Even if you want to recruit women to your business, it’s hard if they don’t know about the industry or opportunities. We know that, for the most part, heavy equipment is not on their radar. If you are near a local or regional college or trade school, find ways to build a partnership. Offer to speak at career days, sponsor a women’s event organized by the school, see if there are school-sanctioned women’s organizations where you can speak to the group. Anything you can do to get your name into that community and start to build awareness will eventually pay off.


If you do an internet search for “local women’s organizations” or “local women’s networking groups,” you will find pages of results. Research them and proactively target groups that hold regular events. Don’t worry if you don’t have a woman who can attend; most of the time men are allowed and welcomed, and if you go, you’ll probably stand out. That is great as long as you stand out for the right reason. If you attend an event and you are “selling,” you won’t be invited back. If you show that you want to get to know the organization and its members, you will be welcomed back again and again.

Often these same organizations look for sponsors for their programming. As a sponsor, you will usually have the opportunity to speak for a few minutes before the program begins. This allows you to give a short commercial about your company and how you support the local community.


Before you begin a focused outreach, take a look at the benefits you offer. Most women are the primary caregivers for their family – whether that means children or aging parents – and thus they look for flexibility. The word “flexibility” can be scary to many managers and owners. It’s common to associate flexibility in the workplace with someone who doesn’t want to work hard. That isn’t what it means to most women. For them it’s being able to balance their work and their home life.

What can this look like? It might not work for all the roles in your business, but, for example, is it possible to create a work schedule that allows people to drop off and pick up their children from school? Leave a bit early to attend a sporting event or play? Take a day off to care for a sick child or parent? Sometimes you need to be creative to make things work. You will find that most people who are given flexibility with their schedules work harder and work more hours overall. It just might not be during “normal” hours.

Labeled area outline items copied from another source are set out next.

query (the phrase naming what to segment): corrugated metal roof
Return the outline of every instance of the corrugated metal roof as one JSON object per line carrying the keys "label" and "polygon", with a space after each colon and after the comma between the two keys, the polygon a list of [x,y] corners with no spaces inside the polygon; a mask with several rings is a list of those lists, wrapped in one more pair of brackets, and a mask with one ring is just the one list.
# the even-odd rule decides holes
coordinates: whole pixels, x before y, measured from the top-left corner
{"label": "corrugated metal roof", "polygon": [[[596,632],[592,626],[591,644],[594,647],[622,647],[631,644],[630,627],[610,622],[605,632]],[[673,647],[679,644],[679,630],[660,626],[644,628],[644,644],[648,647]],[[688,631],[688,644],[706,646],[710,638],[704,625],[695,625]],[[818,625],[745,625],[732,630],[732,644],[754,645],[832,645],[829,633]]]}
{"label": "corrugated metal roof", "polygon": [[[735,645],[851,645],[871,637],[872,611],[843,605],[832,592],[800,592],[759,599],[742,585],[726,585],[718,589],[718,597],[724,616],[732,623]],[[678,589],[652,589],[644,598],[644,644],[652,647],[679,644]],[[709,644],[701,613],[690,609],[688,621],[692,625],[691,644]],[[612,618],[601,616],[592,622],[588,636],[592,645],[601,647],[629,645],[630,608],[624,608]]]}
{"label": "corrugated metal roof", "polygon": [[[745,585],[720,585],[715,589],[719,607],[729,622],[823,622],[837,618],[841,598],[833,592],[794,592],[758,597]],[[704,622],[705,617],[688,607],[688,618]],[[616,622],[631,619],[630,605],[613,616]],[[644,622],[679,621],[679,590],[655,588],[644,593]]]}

Another key area is providing paid benefits to new parents. This can help to limit turnover when a child is born or adopted. Note that this policy can apply to both mothers and fathers. You will need to look at what is right for your organization, but offering something will set you apart from your competition.


Women want to see themselves in your place of business. If you already employ women, especially in leadership roles, involve them in the interview process even if they work in a different department. This lets the candidate see that there are already women working there – she won’t be a pioneer.


Mentoring is one of the best retention tools for women. Studies show that 65 percent of women who are mentored become a mentor in the future. Mentoring programs show participants that the organization is invested and interested in their success. There doesn’t need to be a lot of prep work or formality in the pairing or the process. If there are no women available to be a mentor, choose a man with similar qualifications and background. For example, find a single dad you can pair with a single mom, or others with similar goals or backgrounds.

One thing to note about a mentoring program: it is critical that you make a change if the relationship isn’t working. A bad mentoring experience can do just as much to discourage a woman from staying as having no mentor at all.

So back to the discussion I had with my father. Maybe raising three daughters and having a wife with her own business influenced him to hire women, but it was the results these women achieved that led him to the all-women sales team conclusion. Whatever you do, this is a business decision that needs to be implemented in a way that works best for your organization.